Stalingrad als Komödie



Der Schriftsteller Michael Kumpfmüller hat in seiner Dissertation über die deutsche Erinnerung an Stalingrad (Die Schlacht von Stalingrad. Metamorphosen eines deutschen Mythos, München 1995) als methodologisches Konzept die Einteilung in Romanze, Tragödie, Komödie und Satire verwendet. Er wendet damit das Verfahren des amerikanischen Historikers Hayden White an, der auf diese Weise die Literarizität historiographischer Texte untersucht hat.

Es mag zunächst befremdend wirken, sich die Schlacht von Stalingrad als Romanze oder Komödie vorstellen zu sollen. Die Komödie ist dadurch definiert, dass das Ganze ein glückliches Ende haben muss. Hm. In der aristotelischen Urform geht es darum, dass „die schlechteren Menschen“ gezeigt werden sollen.
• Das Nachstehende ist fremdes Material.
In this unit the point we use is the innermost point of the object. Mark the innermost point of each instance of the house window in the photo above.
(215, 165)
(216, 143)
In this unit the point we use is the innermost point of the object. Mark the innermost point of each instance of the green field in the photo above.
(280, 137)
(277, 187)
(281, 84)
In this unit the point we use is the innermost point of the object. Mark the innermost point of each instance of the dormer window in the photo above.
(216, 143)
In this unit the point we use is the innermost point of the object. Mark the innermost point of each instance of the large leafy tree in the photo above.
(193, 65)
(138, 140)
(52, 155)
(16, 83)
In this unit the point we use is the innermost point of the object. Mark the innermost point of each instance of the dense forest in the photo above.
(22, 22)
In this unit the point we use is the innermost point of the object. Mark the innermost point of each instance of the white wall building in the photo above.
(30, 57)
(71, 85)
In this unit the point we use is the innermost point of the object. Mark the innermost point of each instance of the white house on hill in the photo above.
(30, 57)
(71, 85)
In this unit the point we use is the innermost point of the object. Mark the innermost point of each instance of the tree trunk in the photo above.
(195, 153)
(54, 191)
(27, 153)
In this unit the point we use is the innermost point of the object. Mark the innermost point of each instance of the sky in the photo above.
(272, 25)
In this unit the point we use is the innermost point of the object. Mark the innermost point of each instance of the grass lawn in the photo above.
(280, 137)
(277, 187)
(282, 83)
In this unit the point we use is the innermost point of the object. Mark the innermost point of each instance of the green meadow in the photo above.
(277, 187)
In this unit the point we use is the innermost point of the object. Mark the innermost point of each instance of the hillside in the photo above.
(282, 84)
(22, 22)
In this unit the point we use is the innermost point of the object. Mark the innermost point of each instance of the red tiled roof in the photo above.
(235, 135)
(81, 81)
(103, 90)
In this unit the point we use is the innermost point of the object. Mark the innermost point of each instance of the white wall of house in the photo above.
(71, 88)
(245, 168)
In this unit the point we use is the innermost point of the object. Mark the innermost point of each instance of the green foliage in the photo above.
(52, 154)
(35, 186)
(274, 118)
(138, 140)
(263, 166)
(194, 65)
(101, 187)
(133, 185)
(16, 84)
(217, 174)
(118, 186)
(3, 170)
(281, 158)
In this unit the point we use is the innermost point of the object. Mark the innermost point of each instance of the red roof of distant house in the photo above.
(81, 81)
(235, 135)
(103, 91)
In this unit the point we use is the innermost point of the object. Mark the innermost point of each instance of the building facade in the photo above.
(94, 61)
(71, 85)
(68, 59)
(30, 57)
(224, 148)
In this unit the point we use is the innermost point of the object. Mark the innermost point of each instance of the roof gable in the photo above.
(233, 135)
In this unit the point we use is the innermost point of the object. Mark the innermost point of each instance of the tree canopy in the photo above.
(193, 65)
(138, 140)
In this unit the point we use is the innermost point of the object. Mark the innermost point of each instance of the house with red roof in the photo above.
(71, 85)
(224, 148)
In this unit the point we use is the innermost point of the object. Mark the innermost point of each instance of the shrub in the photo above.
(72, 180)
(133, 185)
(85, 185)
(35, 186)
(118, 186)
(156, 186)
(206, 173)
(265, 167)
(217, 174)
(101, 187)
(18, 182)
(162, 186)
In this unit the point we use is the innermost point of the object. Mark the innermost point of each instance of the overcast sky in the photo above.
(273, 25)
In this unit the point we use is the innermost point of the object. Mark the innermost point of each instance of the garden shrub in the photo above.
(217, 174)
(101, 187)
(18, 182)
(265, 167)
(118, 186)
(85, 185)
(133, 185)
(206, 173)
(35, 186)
Schon eher? Funktioniert das hier wohl?

Kumpfmüller bringt als Beispiel ein noch während der Schlacht verfasstes Flugblatt von drei uns nicht unbekannten deutschen Kommunisten:


Soldaten, Landsleute!

[…] Das Kommando der Roten Armee hat Euch in seinem Aufruf versichert: Wer sich ergibt, wird nicht mehr als Feind betrachtet. Die russischen Arbeiter und Bauern wissen, dass nicht Ihr, sondern die deutschen Rüstungsmillionäre die wahren Schuldigen am Kriege sind. Sie denken nicht daran, sich an Euch zu rächen. Während wir diese Worte schreiben, sitzen wir mit deutschen Kriegsgefangenen zusammen, sie sagen, wenn Ihr drüben wüsstet, wie menschlich es hier zugeht, Ihr tätet keinen Schuss mehr. Landsleute! Das einzige Tor zu Eurer Rettung ist offen. […] Stellt Euch die Freude Eurer Angehörigen vor, wenn sie zu Weihnachten die frohe Nachricht erhalten, Ihr seid in Sicherheit und werdet nach Kriegsende zu ihnen zurückkehren.

Walter Ulbricht, vom deutschen Volk gewählter Reichstagsabgeordneter, Berlin

Erich Weinert, Schriftsteller, Berlin

Willi Bredel, Schriftsteller, Hamburg



Ich konnte tatsächlich darüber lachen.